- Born: 26 May 1901 Palermo, Italy
- Died: 8 October 1985 (aged 84) Palermo, Italy
- Years active: 1943-1985
- Title: Marquis of Sant'Agata, Baron of Scibina and Bumisca, of Pachino, Lord of Mandranova

= Francesco Saverio Starrabba Barbera =

Francesco Saverio Starrabba Barbera (May 26, 1901 – October 8, 1985) was an Italian politician and lawyer.

== Biography ==
He was born in Palermo on May 26, 1901, to Gaetano, VII prince of Giardinelli (1871-1943), and his consort Celeste Barbera, where he was the second of four children. He was a member of the main branch of the noble Starrabba family.

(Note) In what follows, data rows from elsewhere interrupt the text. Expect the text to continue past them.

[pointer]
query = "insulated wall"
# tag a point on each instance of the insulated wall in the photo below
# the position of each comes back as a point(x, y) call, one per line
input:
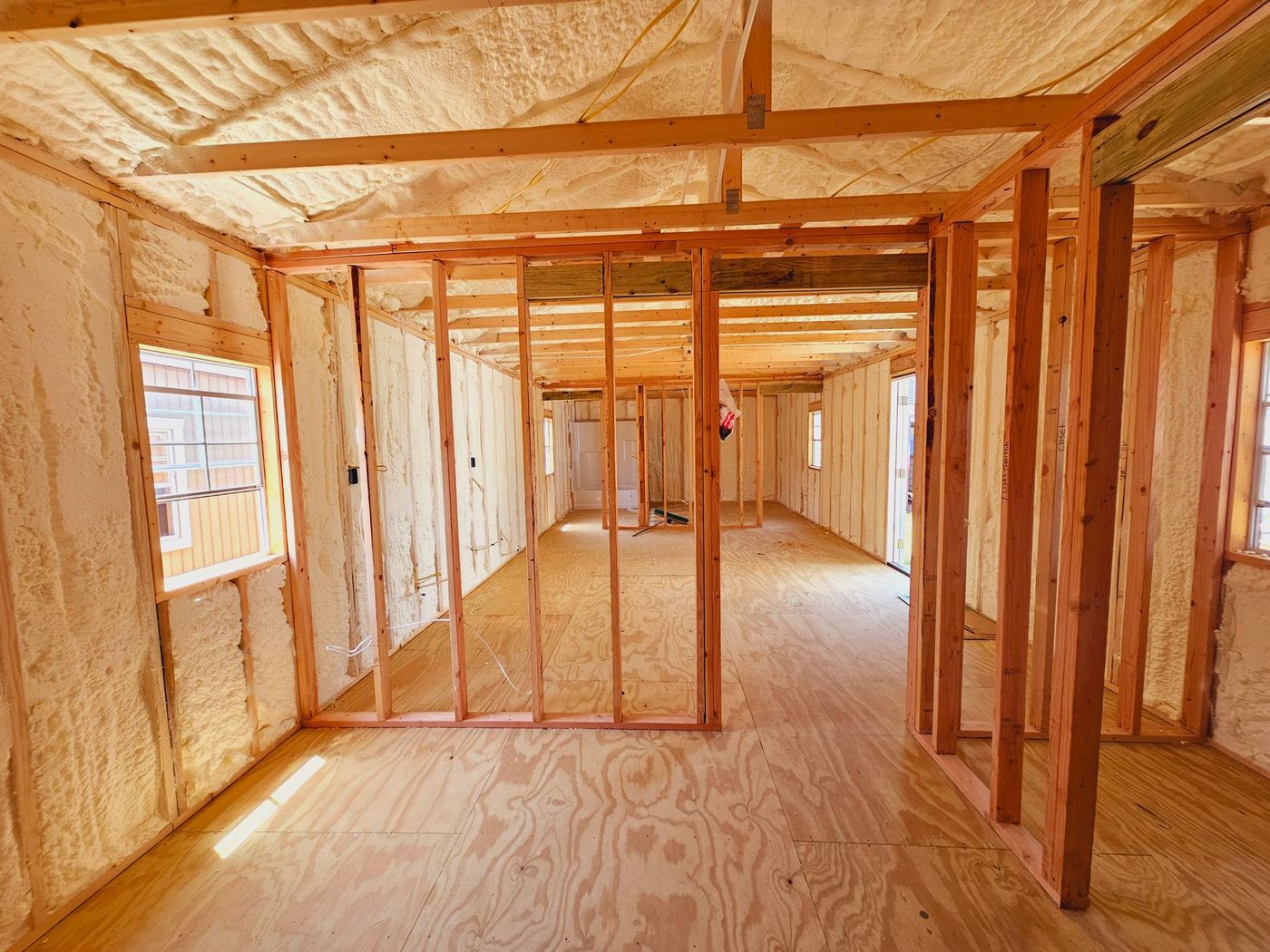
point(83, 643)
point(847, 494)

A lawyer and agricultural entrepreneur by profession, in 1943 he was among the people who supported the Movement for the Independence of Sicily. In 1945–46, he was among the 430 consultants of the National Consultation by designation of the National Democratic Liberal Concentration party. Subsequently, with the Liberal Democratic Bloc he was elected deputy to the I legislature of the Sicilian Regional Assembly (1947–51), in the single regional constituency. Having switched to the Italian Liberal Party, he was a candidate for the House in the 1953 general election, and for the Senate in the Palermo II constituency in the 1958 general election, where, however, he failed to be elected.

He lived for many years in Ragusa, where he took care of his own greenhouses, and died in Palermo on October 8, 1985, at the age of 84.